ADR 0014 — DOM (DUT Operating Mode) Production-Safe Family¶

Status: Accepted (formalized 2026-05-12 with v3.7.0 — scaffolds shipping in v3.7.0)
Date: 2026-05-10
Deciders: TLSStress.Art project
Targets: v5.0 (Phase 1 Materialization scaffolds: DOM-1..10 already merged Wave 5)
Patent claim family: claims #1..#12 (DOM/OOBI/GATEWAY/RELAY)

Context¶

Through 2026-05 the bench grew from a lab-only TLS decryption tester to a multi-mode platform that customers want to point at production NGFWs. Production traffic is unforgiving: a misclick on a write-mode test can drop live customer flows.

Test types accumulated without a unifying gate: - Branch Office (data plane) - Inspection Profile (5 named profiles + custom 2^10) - SDWAN/CoR (DIA + IPSec) - BGP Saturation (control plane) - MAC/ARP stress (L2 capacity) - PURE Production URL Replay (post-Scope-Freeze)

Each has different production-blast-radius. Current ad-hoc safety is "operator should know better" — insufficient for pilot customers.

Decision¶

Add a DOM (DUT Operating Mode) discriminator that gates every state-changing operation against the operator's declared mode for that DUT. 5 modes; behavior matrix below.

The 5 modes¶

Mode	Description	Destructive ops?	DDPB chain enforced?
`greenfield`	New DUT, no production traffic	yes	no
`staging`	Pre-prod mirror	yes (warn-only)	partial (warn-only)
`lab`	Dedicated lab DUT	yes (warn-only)	partial
`production`	Live customer DUT	NO — all blocked	YES — all 7 layers
`prod-partition`	Operator-quarantined slice	partial — explicit unlock	yes — bypass requires audit reason

DOM family components¶

DOM-1 — Discriminator: classifies the DUT into one of the 5 modes based on operator declaration + observed signals (live BGP sessions, syslog rate, persona test traffic absence).
DOM-2 — CAE (Conditional Automation Engine): per-mode policy loader.
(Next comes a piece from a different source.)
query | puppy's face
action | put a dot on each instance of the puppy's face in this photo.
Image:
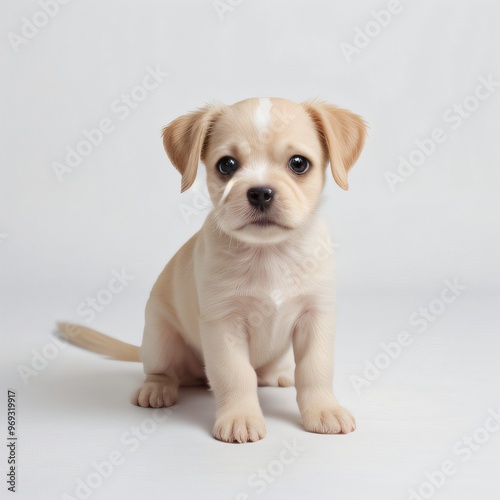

Decides which operations are auto-approved vs require unlock vs hard-blocked.
DOM-3 — PDD (Production Drift Detection): monitors for mode drift (e.g. operator labeled lab but BGP sessions appear) and alerts.
DOM-4 — CPOS schema: customizable per-test parameter overrides.
DOM-5 — CPOS atomic 2-phase commit: cross-tier coordinated config push (TierAdapter interface — Personas + DUT + Agents commit together or all rollback). 60s self-healing rollback.
DOM-6 — Profile Templates v2.0: full scenario state (config + expectations + thresholds) shareable across teams.
DOM-7 — PIE family: RSM (Replay Session Mode) + IR (Idempotent Restore) + HID (Health Indicator Dashboard) + AAE (Auto-Approve Engine).
DOM-8 — DUT Permission Indicators: Grafana dashboards visualizing per-DUT mode + active locks + recent CPOS commits.
DOM-9 — SPP (Smart Profile Predictor): ML cortex sidecar recommends profile adjustments based on past run telemetry.
DOM-10 — DDPB (Defense-in-Depth Production Blocking): 7-layer chain enforcing the production-mode hard-blocks (UI gate + API middleware + DB constraint + K8s admission webhook + RELAY pre-flight + DUT-side BTO check + audit trail before-and-after).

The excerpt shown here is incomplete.